Incidentally, just two days ago I removed the last connection to code.py: at
this point I had overridden so many methods, that there was no point in keeping
the inheritance relationship.  All I had to do was copy _two_ remaining
methods, and the main ipython class became standalone (this frees me for
ongoing redesign work, so it was worth doing it).

So in summary, while sys.inputhook would make it easy to do _lightweight_
interactive customizations, if you really want a more sophisticated and
featureful system, it probably won't matter.

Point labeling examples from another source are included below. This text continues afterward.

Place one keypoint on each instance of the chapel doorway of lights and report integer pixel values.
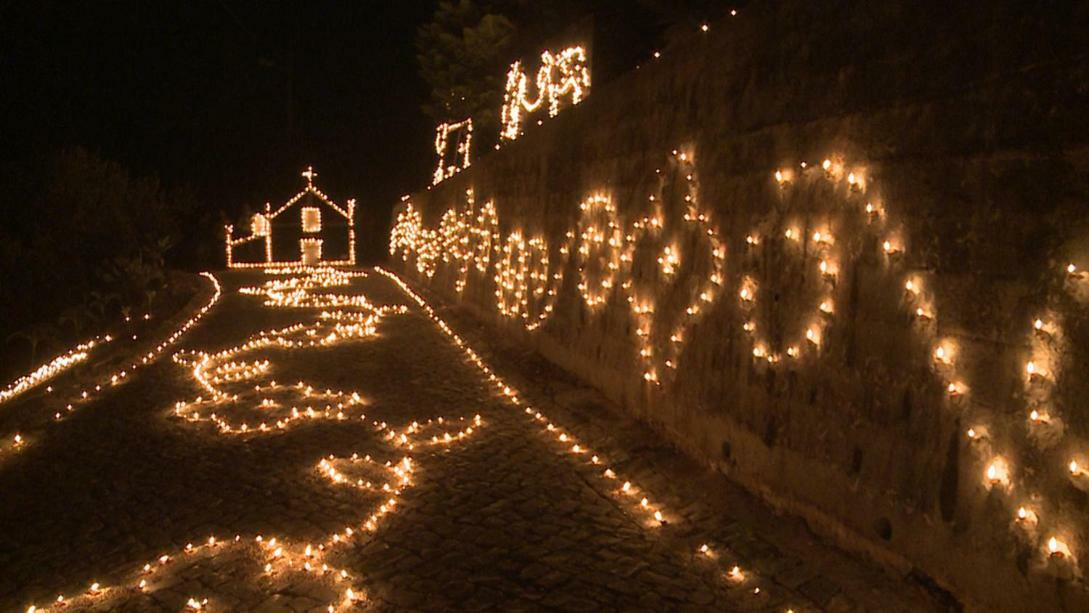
(310, 250)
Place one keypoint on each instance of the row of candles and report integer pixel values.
(604, 254)
(86, 395)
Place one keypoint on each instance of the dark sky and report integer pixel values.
(232, 98)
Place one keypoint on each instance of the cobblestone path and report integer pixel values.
(309, 450)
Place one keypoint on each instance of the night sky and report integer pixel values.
(231, 99)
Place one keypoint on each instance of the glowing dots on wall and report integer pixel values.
(463, 135)
(563, 75)
(311, 219)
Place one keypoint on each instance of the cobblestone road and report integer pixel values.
(359, 500)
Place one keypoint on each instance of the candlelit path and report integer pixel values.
(504, 518)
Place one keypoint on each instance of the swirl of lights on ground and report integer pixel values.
(239, 397)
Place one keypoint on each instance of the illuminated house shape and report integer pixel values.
(307, 230)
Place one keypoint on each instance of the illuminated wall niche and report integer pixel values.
(306, 242)
(562, 75)
(463, 141)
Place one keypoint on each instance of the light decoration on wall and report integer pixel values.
(597, 257)
(86, 395)
(309, 223)
(463, 132)
(814, 246)
(565, 74)
(52, 368)
(277, 406)
(311, 219)
(281, 564)
(569, 444)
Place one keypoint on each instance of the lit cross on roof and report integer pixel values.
(309, 174)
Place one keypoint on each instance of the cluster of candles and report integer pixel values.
(87, 394)
(523, 272)
(597, 257)
(462, 159)
(1040, 378)
(310, 221)
(637, 500)
(283, 563)
(564, 74)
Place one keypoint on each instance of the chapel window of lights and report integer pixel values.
(311, 219)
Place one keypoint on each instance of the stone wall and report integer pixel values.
(852, 342)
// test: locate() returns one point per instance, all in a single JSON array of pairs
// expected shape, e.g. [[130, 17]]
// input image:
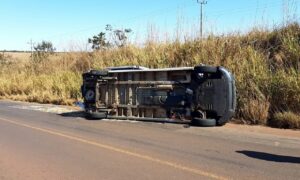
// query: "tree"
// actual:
[[42, 51], [99, 41], [116, 38], [45, 46]]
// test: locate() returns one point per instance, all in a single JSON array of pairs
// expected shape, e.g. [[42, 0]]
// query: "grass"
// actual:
[[266, 65]]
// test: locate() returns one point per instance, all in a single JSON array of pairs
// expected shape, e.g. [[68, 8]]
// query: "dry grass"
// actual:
[[266, 65]]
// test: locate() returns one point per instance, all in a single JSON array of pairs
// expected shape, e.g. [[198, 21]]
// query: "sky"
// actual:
[[68, 24]]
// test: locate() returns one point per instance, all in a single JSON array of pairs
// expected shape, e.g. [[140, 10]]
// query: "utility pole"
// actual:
[[201, 2], [31, 48]]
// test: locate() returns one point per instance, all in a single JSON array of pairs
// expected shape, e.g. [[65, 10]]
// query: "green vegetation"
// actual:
[[266, 65]]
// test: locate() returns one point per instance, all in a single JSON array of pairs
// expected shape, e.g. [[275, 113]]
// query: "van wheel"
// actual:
[[206, 69], [203, 122]]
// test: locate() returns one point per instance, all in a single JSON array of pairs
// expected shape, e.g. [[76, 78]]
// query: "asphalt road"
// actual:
[[35, 144]]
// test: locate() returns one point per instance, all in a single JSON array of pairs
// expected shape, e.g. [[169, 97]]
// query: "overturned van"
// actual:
[[201, 95]]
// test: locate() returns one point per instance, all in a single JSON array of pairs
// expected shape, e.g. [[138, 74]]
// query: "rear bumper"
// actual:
[[231, 99]]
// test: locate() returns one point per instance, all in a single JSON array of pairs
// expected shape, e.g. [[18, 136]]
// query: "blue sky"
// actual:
[[68, 24]]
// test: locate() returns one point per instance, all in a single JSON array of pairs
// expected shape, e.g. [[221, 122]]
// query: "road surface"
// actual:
[[38, 143]]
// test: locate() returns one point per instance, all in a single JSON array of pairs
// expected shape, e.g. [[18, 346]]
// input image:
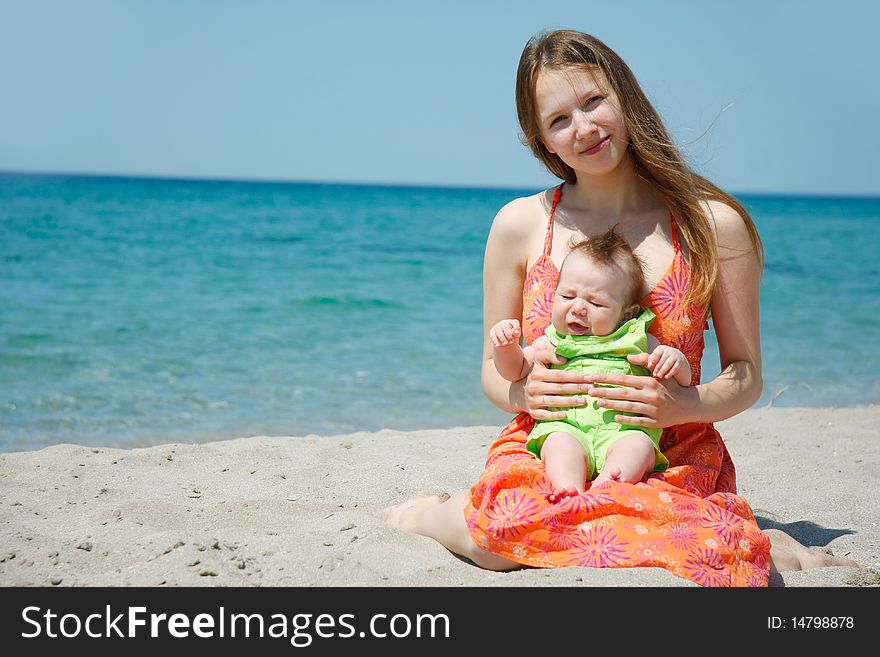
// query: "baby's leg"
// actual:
[[566, 464], [628, 459]]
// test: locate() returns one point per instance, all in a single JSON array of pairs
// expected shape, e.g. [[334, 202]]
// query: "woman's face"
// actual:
[[580, 120]]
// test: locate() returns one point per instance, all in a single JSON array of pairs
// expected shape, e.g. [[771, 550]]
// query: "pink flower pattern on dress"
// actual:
[[599, 548]]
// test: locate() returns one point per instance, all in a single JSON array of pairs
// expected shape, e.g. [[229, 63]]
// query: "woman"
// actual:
[[585, 117]]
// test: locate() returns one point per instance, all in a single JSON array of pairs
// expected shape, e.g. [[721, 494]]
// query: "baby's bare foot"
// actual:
[[405, 515], [614, 474], [560, 494], [787, 554]]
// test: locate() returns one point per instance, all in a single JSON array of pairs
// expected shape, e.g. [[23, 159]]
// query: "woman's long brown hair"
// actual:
[[657, 160]]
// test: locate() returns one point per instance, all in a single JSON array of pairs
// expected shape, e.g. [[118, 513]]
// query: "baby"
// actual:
[[597, 323]]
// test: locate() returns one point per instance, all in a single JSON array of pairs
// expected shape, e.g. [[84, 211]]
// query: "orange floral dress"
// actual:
[[688, 519]]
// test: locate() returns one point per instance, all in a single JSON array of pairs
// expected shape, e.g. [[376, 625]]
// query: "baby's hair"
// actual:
[[609, 249]]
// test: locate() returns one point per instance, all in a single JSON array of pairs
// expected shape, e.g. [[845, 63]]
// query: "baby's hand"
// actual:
[[505, 333], [665, 361]]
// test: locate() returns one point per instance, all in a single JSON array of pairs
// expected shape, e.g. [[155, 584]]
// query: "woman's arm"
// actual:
[[514, 232], [736, 317], [504, 270], [735, 314]]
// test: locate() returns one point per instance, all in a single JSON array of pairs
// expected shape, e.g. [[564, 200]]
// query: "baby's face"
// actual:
[[590, 299]]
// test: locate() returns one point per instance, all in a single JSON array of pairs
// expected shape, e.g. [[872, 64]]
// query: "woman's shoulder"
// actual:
[[522, 217]]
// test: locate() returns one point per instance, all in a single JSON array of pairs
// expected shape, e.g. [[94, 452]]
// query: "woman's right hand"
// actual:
[[546, 388]]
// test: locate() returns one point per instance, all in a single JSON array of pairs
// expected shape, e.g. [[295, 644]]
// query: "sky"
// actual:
[[768, 96]]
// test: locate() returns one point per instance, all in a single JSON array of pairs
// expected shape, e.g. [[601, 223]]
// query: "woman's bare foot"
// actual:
[[404, 515], [787, 554]]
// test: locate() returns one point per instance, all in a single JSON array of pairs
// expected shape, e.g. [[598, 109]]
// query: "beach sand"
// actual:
[[301, 511]]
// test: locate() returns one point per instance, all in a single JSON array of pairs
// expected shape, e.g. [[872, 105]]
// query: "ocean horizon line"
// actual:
[[179, 178]]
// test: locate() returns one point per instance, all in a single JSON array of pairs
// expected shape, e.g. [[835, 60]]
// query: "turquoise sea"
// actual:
[[144, 311]]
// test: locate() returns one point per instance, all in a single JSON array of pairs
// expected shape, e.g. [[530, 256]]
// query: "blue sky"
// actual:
[[773, 96]]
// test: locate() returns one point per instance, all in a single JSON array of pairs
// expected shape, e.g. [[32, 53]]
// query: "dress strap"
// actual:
[[548, 238]]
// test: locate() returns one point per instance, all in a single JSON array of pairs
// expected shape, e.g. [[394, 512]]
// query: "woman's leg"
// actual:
[[443, 520], [787, 554]]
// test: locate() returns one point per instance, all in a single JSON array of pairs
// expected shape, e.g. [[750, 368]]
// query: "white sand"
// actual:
[[300, 511]]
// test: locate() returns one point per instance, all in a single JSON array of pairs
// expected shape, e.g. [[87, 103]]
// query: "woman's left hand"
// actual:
[[657, 403]]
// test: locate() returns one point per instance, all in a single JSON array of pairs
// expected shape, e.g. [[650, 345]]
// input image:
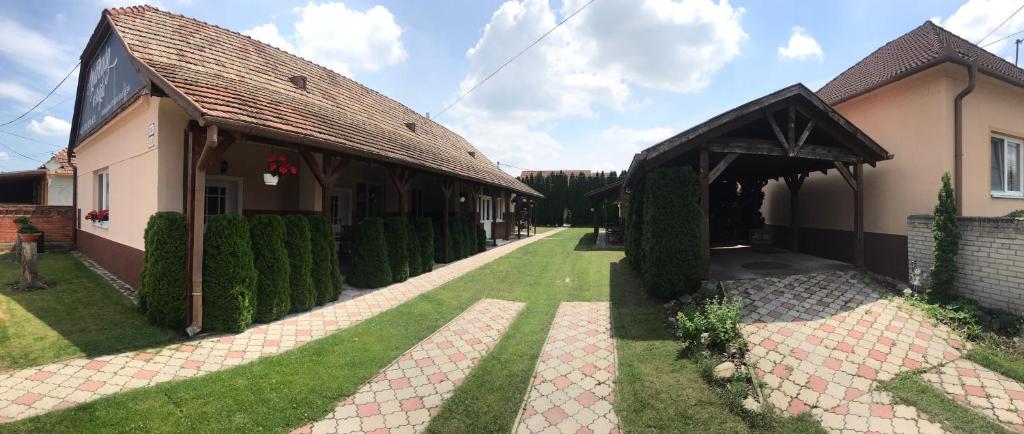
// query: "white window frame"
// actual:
[[102, 194], [1006, 192]]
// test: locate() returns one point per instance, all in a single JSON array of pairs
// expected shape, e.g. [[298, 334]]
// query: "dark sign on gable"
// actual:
[[111, 81]]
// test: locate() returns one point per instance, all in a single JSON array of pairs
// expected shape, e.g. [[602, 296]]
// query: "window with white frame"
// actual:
[[1007, 165]]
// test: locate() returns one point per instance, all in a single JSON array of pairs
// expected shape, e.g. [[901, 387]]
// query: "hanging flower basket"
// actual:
[[278, 166]]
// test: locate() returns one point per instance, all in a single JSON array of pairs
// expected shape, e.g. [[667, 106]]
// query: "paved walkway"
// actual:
[[998, 397], [411, 390], [37, 390], [572, 388], [821, 341]]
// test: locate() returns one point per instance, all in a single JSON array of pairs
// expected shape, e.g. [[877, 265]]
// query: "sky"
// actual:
[[616, 77]]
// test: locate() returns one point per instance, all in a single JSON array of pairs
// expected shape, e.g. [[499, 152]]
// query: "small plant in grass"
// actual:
[[299, 246], [270, 257], [712, 327], [370, 266], [945, 229], [228, 274]]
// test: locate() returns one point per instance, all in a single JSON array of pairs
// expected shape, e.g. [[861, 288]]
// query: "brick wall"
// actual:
[[55, 222], [991, 258]]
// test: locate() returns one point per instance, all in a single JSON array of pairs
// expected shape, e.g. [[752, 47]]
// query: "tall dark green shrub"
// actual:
[[326, 270], [672, 232], [413, 253], [228, 274], [397, 248], [163, 294], [272, 269], [370, 266], [300, 261], [945, 229], [424, 230]]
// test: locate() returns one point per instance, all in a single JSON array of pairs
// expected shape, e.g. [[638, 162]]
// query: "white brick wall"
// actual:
[[991, 258]]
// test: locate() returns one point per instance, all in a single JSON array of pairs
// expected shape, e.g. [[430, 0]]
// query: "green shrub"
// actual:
[[163, 295], [712, 327], [228, 274], [370, 266], [945, 229], [300, 262], [673, 263], [634, 229], [272, 269], [424, 230], [397, 248], [413, 243], [326, 271]]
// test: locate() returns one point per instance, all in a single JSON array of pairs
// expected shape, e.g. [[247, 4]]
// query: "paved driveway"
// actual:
[[821, 342]]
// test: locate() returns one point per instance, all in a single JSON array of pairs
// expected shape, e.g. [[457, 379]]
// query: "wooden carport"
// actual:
[[787, 134]]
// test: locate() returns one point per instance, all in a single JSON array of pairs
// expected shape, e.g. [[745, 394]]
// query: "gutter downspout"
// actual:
[[972, 69]]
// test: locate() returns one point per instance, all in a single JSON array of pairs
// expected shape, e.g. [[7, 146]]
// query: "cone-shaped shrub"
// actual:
[[300, 262], [945, 229], [397, 248], [228, 274], [413, 243], [672, 232], [370, 266], [424, 230], [326, 272], [273, 297], [163, 294]]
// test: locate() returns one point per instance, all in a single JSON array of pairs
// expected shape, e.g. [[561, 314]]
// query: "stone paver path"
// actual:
[[37, 390], [408, 393], [984, 390], [821, 341], [572, 388]]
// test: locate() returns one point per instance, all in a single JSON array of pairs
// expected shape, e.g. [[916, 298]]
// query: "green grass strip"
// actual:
[[910, 389]]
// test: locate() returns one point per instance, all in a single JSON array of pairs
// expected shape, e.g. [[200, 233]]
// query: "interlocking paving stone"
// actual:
[[820, 343], [403, 396], [982, 389], [572, 388], [36, 390]]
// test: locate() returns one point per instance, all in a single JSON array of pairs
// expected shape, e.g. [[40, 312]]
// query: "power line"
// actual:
[[44, 97], [511, 59], [1000, 25]]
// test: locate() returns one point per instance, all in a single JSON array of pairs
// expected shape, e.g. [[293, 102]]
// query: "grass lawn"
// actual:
[[655, 391], [910, 389], [79, 315]]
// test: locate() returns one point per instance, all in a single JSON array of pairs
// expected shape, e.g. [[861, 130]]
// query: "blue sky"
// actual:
[[619, 77]]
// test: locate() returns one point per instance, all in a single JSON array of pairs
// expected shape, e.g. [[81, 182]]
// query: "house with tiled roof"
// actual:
[[939, 103], [173, 114]]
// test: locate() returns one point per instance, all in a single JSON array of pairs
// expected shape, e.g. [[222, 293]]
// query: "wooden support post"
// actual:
[[706, 210], [858, 216]]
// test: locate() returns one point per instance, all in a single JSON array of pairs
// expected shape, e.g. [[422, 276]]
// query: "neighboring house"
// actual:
[[940, 104], [177, 115], [51, 183]]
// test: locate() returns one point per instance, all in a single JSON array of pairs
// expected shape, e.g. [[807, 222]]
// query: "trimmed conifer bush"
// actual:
[[163, 295], [424, 230], [672, 232], [397, 248], [327, 271], [272, 268], [945, 229], [300, 261], [228, 274], [370, 266]]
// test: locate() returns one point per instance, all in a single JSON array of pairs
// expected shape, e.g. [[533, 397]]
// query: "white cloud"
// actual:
[[976, 18], [592, 61], [50, 126], [801, 47], [342, 39], [16, 92]]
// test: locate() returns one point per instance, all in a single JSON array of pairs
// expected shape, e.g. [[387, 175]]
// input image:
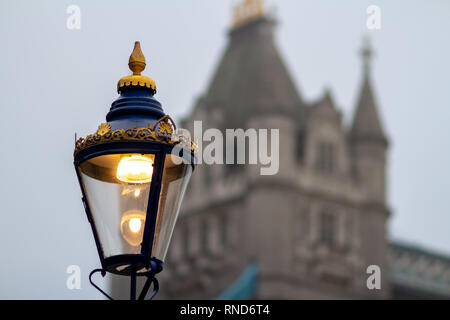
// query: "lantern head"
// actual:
[[133, 173]]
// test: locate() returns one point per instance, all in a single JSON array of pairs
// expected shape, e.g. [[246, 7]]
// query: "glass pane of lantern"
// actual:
[[177, 173], [117, 188]]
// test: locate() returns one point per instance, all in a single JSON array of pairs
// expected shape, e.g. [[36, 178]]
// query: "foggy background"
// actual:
[[55, 82]]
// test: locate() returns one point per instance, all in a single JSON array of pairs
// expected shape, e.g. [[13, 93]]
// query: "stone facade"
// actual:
[[315, 226]]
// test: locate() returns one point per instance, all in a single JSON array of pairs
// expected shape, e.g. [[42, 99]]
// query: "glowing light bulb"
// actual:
[[132, 226], [135, 169], [135, 224]]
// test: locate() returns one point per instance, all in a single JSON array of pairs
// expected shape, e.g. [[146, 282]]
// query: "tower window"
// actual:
[[300, 146], [327, 228], [204, 237], [325, 157], [224, 230]]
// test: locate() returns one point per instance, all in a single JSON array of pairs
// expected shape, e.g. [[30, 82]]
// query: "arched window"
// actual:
[[325, 157], [327, 228]]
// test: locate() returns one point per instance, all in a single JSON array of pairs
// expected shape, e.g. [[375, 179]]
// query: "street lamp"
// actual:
[[133, 173]]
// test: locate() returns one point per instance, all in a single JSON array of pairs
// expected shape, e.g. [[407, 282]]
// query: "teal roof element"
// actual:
[[244, 287]]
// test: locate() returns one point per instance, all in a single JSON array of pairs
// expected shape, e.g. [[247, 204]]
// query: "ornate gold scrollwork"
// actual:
[[162, 131]]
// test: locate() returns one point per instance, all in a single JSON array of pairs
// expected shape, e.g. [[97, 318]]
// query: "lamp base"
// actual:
[[133, 270]]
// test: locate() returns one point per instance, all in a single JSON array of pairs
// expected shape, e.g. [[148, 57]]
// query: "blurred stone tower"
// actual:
[[313, 228]]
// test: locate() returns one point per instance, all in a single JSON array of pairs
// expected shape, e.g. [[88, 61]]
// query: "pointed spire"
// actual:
[[366, 55], [366, 122], [136, 63]]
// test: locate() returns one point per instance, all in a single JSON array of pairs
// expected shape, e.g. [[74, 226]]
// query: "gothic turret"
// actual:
[[368, 140]]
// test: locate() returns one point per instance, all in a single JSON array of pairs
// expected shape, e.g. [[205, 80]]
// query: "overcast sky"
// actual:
[[56, 82]]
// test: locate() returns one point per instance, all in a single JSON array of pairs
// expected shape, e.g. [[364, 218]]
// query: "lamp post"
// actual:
[[133, 173]]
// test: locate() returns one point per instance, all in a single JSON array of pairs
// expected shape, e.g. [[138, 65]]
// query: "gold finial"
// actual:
[[137, 60], [247, 11], [137, 64]]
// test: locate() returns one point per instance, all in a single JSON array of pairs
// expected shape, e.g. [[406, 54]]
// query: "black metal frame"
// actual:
[[144, 259]]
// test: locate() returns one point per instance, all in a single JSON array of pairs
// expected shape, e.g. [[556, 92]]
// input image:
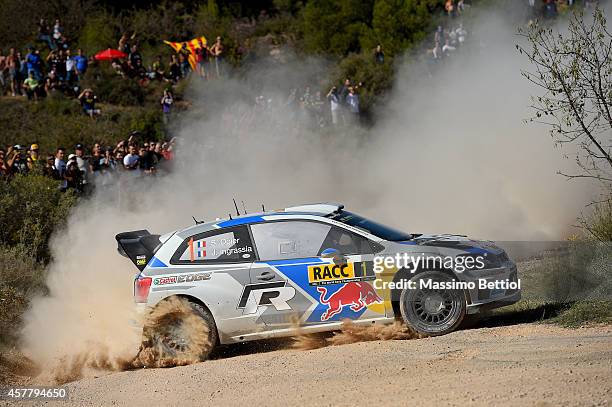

Note that this is not an argument against sys.inputhook: exposing
customizability here may indeed be useful.  This will allow people to write,
with minimal effort, systems which pre-process special syntaxes and ride on top
of the python engine.  IPython exposes the exact same thing as a customizable
hook (called prefilter), and people have made some excellent use of this
capability.  The most notable one is SAGE:

http://modular.ucsd.edu/sage

a system for interactive mathematical computing (NSF funded).  If anyone is in
the San Diego area, the first SAGE meeting is in February:

http://modular.ucsd.edu/sage/days1/

and I'll be giving a talk there about ipython, including some of its design and
my plans for a more ambitious system for interactive computing (including
distributed computing) based on Python.  The prototypes of what we've done so
far are briefly described here (the first was funded by Google as a summer of
code project):

http://ipython.scipy.org/misc/ipython-notebooks-scipy05.pdf
http://ipython.scipy.org/misc/scipy05-parallel.pdf

I hope this is of some use and interest.